CO2ショーケースを積極的に採用する一方、炭化水素内蔵ショーケースの採用も進めてきたという。2019年に関東のSM(スーパーマーケット)業態で数台から導入を始めたのを皮切りに、コンビニ業態やGMS(総合スーパー)業態などでもAHT社製R290ショーケースの採用を拡大している。
炭化水素ショーケースの採用は、導入配管等や冷媒特性の懸念はなかったものの、現場では慎重な姿勢も見られたという。多くのR290ショーケースは製品陳列スペースに仕切りがあり、来店客の利便性が制限されるのではというのが主な理由だ。結局、実際に導入した店舗でこうした懸念は杞憂に終わっているという。店舗規模や導入できる条件が揃えば、炭化水素も積極的に奨励したいと鈴木氏は話す。

「イオン自然冷媒宣言」10年の総括と進化
イオンが2011年に出した「イオン自然冷媒宣言」から、ちょうど10年の節目を迎えた。これまでに積み重ねた1,000店舗以上の導入は、絶対数としては順調と考えられるが、グループ全体で運営する店舗数(19,288)から見た割合で考えると、道半ばというのが現在の総括だ。
「『イオン自然冷媒宣言』から10年が経過し、この宣言をさらに進化させる必要があります」(鈴木氏)
その言葉の通り、現在グループ全体で所有している冷媒機器の保有数や、どの機器から代替フロンが漏えいしているのか、各機器のメンテナンスコストはどれだけかかっているのか。冷媒に関する数字を可視化して、今後どう自然冷媒へと切り替えていくかのロードマップ作成を進めている。
「環境面はもちろん経済的なメリットも提示することで、グループ内の各事業会社に冷媒転換への納得感を提供していきたいです。そのうえで、店舗ごとにプライオリティを付けながら、計画的な更新を進めたいと考えています」(鈴木氏)
イオンは2018年3月に、「イオン 脱炭素ビジョン2050」を発表。2050年までに、店舗で排出するCO2等の総量をゼロにするという目標を掲げた。さらに2021年7月、新たに2030年までに国内店舗で使用するエネルギーのうち、50%を再生可能エネルギーに切り替えるという目標を策定。近年の環境の劇的変化や、政策的支援の加速に鑑みて、より早い段階で目標達成を目指しているという。

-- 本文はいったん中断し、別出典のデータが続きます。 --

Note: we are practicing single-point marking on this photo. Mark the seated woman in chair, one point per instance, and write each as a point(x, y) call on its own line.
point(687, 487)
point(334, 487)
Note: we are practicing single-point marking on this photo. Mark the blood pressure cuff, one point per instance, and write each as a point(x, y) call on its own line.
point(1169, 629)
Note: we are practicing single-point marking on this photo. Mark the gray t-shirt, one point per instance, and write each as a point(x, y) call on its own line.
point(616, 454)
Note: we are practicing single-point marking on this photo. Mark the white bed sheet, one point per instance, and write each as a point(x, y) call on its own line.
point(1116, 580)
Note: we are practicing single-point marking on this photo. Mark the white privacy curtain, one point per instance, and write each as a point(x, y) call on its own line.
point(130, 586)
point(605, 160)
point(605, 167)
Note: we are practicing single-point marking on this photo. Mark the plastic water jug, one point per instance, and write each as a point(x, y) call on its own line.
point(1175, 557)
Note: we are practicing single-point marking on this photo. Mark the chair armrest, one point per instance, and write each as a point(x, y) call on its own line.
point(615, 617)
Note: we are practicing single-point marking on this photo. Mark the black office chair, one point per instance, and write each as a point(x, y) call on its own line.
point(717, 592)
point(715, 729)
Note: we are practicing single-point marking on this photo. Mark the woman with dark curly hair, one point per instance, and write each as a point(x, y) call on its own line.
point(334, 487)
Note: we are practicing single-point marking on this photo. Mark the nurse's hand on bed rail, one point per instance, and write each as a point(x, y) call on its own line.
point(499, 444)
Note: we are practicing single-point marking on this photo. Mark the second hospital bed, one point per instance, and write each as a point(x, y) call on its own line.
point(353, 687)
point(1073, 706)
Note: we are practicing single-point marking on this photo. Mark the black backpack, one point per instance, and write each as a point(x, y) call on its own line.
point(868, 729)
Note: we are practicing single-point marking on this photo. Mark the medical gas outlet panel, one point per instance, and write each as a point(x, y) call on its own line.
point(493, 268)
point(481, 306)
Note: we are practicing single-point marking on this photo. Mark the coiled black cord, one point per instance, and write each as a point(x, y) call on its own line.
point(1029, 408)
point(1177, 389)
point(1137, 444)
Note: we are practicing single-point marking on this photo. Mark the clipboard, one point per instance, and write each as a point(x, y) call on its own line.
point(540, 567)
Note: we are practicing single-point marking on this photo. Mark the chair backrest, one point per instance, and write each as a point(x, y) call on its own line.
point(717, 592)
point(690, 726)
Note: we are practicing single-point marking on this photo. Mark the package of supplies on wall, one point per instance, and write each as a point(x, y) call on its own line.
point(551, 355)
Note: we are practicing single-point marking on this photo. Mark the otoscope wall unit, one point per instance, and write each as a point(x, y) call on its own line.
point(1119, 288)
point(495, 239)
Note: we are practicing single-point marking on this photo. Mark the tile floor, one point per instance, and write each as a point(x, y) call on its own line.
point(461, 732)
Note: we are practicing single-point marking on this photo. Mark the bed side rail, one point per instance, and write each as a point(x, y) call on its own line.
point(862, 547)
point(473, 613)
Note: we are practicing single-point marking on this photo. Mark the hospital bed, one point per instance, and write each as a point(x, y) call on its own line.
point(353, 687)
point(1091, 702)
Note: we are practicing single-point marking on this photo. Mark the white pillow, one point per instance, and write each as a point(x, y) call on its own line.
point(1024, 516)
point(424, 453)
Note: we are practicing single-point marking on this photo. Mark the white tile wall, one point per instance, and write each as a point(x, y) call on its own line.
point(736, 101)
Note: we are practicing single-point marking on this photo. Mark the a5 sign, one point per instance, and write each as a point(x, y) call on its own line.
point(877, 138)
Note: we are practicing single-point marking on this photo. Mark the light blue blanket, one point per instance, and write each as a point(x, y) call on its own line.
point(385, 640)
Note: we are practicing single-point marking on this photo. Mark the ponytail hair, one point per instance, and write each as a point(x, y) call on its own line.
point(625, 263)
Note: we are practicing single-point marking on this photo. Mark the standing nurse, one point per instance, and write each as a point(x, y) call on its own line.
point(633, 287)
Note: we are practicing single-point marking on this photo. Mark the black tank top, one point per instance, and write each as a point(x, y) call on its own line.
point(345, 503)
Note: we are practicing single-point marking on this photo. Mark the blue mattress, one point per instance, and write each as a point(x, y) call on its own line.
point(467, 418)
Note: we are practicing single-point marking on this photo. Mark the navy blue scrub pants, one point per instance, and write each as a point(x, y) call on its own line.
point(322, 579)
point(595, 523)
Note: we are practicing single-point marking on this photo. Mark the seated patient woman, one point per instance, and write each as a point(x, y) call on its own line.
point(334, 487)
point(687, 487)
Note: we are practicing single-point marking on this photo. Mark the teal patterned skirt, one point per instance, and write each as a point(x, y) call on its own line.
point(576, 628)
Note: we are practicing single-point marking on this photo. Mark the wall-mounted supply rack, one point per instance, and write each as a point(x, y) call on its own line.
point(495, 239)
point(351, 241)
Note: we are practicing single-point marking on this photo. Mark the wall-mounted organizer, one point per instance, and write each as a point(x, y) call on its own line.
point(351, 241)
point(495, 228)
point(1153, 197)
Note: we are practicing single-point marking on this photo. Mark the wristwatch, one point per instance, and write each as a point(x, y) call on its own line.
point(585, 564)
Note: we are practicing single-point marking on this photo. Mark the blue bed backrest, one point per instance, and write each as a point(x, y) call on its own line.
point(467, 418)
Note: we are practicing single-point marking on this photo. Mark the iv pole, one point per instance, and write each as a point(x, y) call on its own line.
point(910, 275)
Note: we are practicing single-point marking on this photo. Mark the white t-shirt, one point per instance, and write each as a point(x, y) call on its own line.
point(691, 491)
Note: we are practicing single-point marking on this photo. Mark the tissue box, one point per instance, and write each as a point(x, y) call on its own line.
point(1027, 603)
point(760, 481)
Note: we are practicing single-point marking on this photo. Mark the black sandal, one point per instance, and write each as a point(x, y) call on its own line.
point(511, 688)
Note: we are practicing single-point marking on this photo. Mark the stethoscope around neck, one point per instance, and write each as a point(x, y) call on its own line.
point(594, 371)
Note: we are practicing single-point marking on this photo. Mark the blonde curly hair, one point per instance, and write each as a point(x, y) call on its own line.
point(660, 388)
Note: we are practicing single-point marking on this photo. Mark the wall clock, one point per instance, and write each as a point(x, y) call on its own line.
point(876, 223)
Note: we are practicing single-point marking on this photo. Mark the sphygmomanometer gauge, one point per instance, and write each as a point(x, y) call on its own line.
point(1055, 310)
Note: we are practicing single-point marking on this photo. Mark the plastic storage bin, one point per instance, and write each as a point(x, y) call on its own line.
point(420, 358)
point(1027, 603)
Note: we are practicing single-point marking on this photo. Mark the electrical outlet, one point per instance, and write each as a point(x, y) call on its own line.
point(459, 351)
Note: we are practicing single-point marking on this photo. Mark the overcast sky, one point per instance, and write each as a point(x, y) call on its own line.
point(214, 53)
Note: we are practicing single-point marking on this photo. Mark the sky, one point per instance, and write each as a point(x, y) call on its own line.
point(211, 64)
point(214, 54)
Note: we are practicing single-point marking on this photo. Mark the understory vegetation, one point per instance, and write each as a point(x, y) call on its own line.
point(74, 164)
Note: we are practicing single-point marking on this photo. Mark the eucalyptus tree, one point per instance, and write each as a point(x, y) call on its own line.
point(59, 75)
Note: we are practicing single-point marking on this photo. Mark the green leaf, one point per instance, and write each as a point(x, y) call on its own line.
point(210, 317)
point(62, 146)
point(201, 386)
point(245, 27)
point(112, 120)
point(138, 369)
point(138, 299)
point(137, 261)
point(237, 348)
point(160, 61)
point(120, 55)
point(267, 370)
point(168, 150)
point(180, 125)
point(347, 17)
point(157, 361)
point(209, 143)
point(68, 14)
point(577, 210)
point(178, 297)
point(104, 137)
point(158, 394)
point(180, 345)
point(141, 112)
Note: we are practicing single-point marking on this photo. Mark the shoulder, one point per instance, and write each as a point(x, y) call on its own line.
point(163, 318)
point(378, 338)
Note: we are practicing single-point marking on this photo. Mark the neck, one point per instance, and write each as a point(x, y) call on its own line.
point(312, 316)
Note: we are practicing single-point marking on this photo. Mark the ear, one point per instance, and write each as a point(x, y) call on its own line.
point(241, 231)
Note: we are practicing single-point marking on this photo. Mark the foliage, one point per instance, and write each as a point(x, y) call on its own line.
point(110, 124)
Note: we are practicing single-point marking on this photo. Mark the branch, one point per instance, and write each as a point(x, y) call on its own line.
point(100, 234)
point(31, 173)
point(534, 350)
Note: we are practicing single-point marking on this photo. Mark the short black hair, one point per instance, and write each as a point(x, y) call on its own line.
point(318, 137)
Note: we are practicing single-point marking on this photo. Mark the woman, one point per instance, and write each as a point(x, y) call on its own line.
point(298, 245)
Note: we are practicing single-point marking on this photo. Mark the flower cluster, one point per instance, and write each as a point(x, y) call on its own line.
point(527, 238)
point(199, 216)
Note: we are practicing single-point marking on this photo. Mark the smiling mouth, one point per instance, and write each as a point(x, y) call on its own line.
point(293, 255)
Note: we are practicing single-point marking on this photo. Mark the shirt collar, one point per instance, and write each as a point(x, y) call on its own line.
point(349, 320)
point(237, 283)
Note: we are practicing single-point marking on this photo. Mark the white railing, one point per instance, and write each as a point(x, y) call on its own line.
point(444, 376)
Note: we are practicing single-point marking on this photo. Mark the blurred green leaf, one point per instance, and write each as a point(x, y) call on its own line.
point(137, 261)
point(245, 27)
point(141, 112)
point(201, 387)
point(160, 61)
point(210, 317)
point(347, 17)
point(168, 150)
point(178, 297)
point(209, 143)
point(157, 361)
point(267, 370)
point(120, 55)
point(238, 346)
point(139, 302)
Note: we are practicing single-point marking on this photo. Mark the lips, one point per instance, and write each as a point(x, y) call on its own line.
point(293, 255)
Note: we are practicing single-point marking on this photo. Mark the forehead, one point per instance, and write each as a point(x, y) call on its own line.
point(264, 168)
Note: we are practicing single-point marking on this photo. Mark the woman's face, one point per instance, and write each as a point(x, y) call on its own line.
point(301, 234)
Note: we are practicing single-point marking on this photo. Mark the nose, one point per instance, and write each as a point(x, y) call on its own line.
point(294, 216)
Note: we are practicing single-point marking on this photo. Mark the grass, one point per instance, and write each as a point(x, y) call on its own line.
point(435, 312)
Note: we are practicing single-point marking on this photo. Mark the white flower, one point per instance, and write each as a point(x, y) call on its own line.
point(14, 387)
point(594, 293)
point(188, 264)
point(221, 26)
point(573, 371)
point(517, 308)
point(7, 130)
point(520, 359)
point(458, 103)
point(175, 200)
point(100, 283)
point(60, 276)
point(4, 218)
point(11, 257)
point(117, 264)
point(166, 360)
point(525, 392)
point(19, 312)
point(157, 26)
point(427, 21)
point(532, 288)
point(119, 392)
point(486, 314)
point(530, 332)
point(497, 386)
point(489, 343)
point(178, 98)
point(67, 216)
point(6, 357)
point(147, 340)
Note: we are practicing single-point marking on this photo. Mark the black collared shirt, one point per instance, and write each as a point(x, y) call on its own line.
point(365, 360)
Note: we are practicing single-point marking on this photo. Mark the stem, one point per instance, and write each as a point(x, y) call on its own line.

この目標には、もちろんフロン類の全廃も視野にある。先述の自然冷媒化ロードマップ策定を通じて、ターゲットとする目標年を検討中だ。
「自然冷媒宣言」は、まだ意気込みを伝えるための宣言でした。現在、それだけでは不十分と捉えています。イオンがグループを挙げて進めるあらゆる環境問題への取り組みの一つに、フロン切り替えがあります。その前提で、具体的な手段も踏まえ野心的な目標を設定したいです。